Blaine tried to respond, tried to tell them to call Kurt, but another contraction hit him like a freight train, taking his breath away. He clutched at Dr. Shelley's sleeve, pleading silently with his eyes and pointing feebly toward his coat pocket for his phone. She smoothed his hair back from his already sweaty forehead. “You want Kurt, don't you?” she said kindly. “I've got him on speed dial. I'll let him know it's time, but we have to take you in as soon as the OR's ready, honey. If he gets here in time, that's great, but I'd rather not wait now that your water's broken.” She pulled the phone from her pocket and started dialing.
The tide of pain slowly retreated, and Blaine gasped, “Let me talk to him?”
Dr. Shelley frowned. “Kurt, it's Dr. Shelley,” she said, and Blaine wiped his face weakly. “Blaine's water just broke, and I'm getting him prepped for surgery. Please give us a call and let us know when you can get here. We expect to start the procedure in a half hour or less, so … we'll see you as soon as you can get here. Okay.”

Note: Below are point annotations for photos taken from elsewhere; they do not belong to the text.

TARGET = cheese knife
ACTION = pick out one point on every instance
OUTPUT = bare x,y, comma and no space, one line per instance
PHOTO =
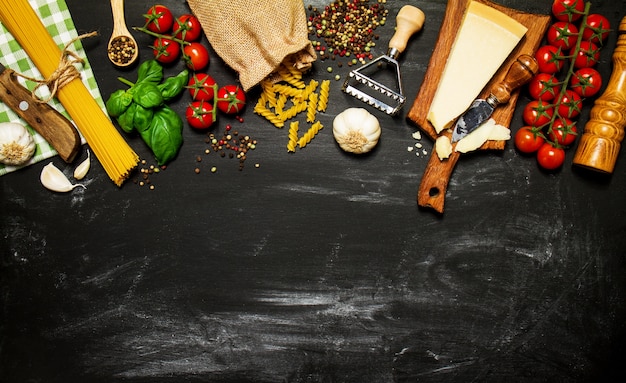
519,73
54,127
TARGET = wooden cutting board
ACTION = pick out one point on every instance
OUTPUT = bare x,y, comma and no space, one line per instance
433,186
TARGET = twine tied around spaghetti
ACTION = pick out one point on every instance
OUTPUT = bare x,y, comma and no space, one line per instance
65,73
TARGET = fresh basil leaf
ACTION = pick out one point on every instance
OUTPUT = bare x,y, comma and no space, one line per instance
118,102
150,71
165,135
147,95
172,86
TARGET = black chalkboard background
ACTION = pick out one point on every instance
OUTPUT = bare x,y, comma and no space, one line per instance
316,266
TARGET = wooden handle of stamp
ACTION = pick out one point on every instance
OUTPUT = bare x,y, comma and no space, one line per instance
601,140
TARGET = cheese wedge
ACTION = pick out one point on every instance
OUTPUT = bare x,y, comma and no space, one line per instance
483,42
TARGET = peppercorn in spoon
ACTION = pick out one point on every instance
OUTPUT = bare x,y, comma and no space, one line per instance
122,49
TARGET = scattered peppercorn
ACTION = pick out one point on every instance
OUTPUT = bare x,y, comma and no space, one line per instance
122,50
346,27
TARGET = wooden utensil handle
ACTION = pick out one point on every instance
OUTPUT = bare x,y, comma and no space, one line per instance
409,20
600,143
47,121
519,73
434,184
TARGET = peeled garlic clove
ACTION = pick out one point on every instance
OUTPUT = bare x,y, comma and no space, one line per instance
81,170
54,179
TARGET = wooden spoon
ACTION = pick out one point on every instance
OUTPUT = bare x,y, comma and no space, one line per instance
122,49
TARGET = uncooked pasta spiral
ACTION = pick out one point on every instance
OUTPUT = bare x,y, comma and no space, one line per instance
293,136
311,110
308,136
322,102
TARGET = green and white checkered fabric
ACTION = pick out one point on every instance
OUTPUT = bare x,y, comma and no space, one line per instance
58,20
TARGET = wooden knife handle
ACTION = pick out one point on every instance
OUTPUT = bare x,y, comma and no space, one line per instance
434,184
47,121
601,140
519,73
409,20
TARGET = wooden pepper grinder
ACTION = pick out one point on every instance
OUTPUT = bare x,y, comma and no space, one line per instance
600,143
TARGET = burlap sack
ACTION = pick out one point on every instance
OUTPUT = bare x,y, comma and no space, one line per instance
254,36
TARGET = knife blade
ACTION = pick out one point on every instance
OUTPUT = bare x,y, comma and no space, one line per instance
54,127
519,73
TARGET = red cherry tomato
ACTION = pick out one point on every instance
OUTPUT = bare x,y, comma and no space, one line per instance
165,50
587,56
570,104
196,56
549,59
538,113
586,82
200,115
563,131
159,19
528,140
543,86
231,99
550,157
568,10
187,28
596,29
202,87
562,35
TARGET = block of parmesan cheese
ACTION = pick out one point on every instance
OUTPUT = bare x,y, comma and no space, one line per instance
483,42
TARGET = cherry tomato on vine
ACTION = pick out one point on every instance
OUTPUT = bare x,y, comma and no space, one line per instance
562,34
543,86
537,113
550,157
563,131
568,10
165,50
587,56
528,140
159,19
202,87
586,82
188,28
597,28
231,99
196,56
570,104
200,115
549,58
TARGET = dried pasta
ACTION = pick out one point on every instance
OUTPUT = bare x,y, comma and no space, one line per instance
322,102
293,111
262,110
293,136
308,136
311,111
117,158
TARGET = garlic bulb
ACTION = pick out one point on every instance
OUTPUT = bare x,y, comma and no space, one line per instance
17,145
81,170
356,130
54,179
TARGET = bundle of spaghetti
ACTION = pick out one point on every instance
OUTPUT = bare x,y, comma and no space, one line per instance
117,157
322,101
293,136
308,136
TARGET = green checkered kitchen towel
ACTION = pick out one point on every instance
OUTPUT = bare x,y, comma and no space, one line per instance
58,20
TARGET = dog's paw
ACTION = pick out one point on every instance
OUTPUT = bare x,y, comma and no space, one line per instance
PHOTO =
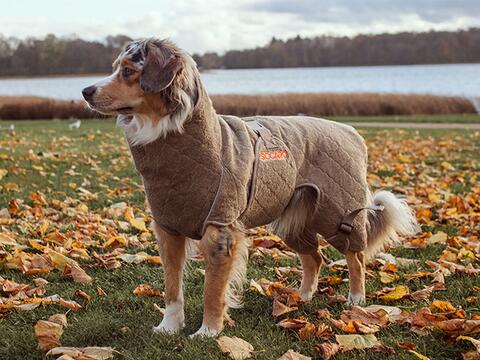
166,327
205,331
306,295
355,299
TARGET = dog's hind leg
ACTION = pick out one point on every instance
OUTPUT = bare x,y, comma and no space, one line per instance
356,274
220,247
172,252
311,264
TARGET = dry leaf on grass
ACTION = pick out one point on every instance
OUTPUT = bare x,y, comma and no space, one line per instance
145,289
48,332
76,273
327,349
459,326
236,348
280,309
475,342
292,355
418,355
350,342
90,353
397,293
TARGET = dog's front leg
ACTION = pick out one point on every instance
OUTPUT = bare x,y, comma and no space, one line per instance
311,264
219,246
356,274
172,252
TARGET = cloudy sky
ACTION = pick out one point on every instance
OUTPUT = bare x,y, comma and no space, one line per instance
219,25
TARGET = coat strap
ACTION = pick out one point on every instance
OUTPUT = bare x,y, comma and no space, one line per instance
340,240
263,132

She hung up and smiled. “Went to voice mail. Let's get your belly prepped for the incision, and some antibiotics in your IV. The anesthesiologist will be in to talk to you, and then we'll be good to go.”
“He - - he didn't pick up?” Blaine said, worriedly. “That's not like him. He - - he's always so good about picking up - - he knows it could happen any time. Wait - - I need to wait for him. I don't want to go into surgery until - - oh, God, it's - - it's starting again …” he tried to keep his head, keep breathing short, shallow puffs of breath as the pain rose and rose within him. But he couldn't control the panic that was overtaking him about his husband, who had promised to always answer the phone if he or one of their doctors called, and who always had kept that promise before this. What was keeping him from picking up? Why wasn't he calling back right away, like he always, always did, no matter what? He couldn't go under anesthesia without seeing Kurt. He needed Kurt here. He needed to know he was all right too.
The staff bustled around him busily prepping him for surgery, onenurse painting his belly with brightly colored Betadine, and another starting to hang a bag of medication, but he held the nurse's hand when she tried to attach it to his hep lock. “No,” he insisted, through teeth gritted with pain. He couldn't form any other words or explanation, other than one. “Kurt.”